I had been using a Tumi 22-inch roller board for many years. Tumi came with a “lifetime” warranty, but when its lifetime was up, the company told me they could not repair the shredding lower corners because they no longer stocked the parts.

They offered me a 30 percent discount on a similar case listing for $600. As much as I like Tumi products, that was just too much to swallow.

I could have bought a Kirkland-branded roller board from Costco that’s remarkably similar to the Tumi for about $100, but I came across an intriguing new line of lightweight luggage from Eagle Creek called Hovercraft.

The 22-inch roller version cost $200. Eagle Creek products have always impressed me as being well-designed and good values.

Unlike the conventional designs from Tumi, Costco, and most others (essentially a rigid box) the Hovercraft 22 has flexible sides and a flexible convex front. It also has a deep vertical pocket on the front that’s large enough to hold a four-inch stack of reading material, and a wide shallow, quick-access pocket at the top handy for retrieving your permitted liquids at airport security. Its flexibility has let me stuff in lots more than the rigid box design.

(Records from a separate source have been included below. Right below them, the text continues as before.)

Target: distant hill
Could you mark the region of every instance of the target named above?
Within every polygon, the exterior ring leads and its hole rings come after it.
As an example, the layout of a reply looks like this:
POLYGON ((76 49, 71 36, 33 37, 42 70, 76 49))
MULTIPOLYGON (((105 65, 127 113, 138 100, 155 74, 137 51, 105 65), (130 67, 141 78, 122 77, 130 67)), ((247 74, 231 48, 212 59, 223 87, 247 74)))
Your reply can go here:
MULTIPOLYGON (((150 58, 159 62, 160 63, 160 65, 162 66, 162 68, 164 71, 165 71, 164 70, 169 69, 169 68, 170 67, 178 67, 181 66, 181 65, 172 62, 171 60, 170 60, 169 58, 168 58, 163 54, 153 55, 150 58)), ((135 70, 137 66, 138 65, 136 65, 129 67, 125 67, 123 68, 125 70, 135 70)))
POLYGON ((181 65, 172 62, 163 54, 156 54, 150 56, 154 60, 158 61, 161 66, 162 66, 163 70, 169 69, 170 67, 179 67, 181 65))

It’s a contemporary design that seems to have been designed by real travelers with attention to detail. It even has a reflective stripe on the front for nighttime visibility.

Compression Sac Pack-ItThe case is designed to perfectly fit the Eagle Creek folders and cubes that organize and compress your clothes and other items. I bought two tube bags that span the width, one for chargers, cables and other electronics and the other for snacks. I also added two Pack-It cubes and two folders for my other clothes and a Pack-It Compression Sac (a plastic bag for holding your dirty clothes, compressing them to 20 percent of normal volume).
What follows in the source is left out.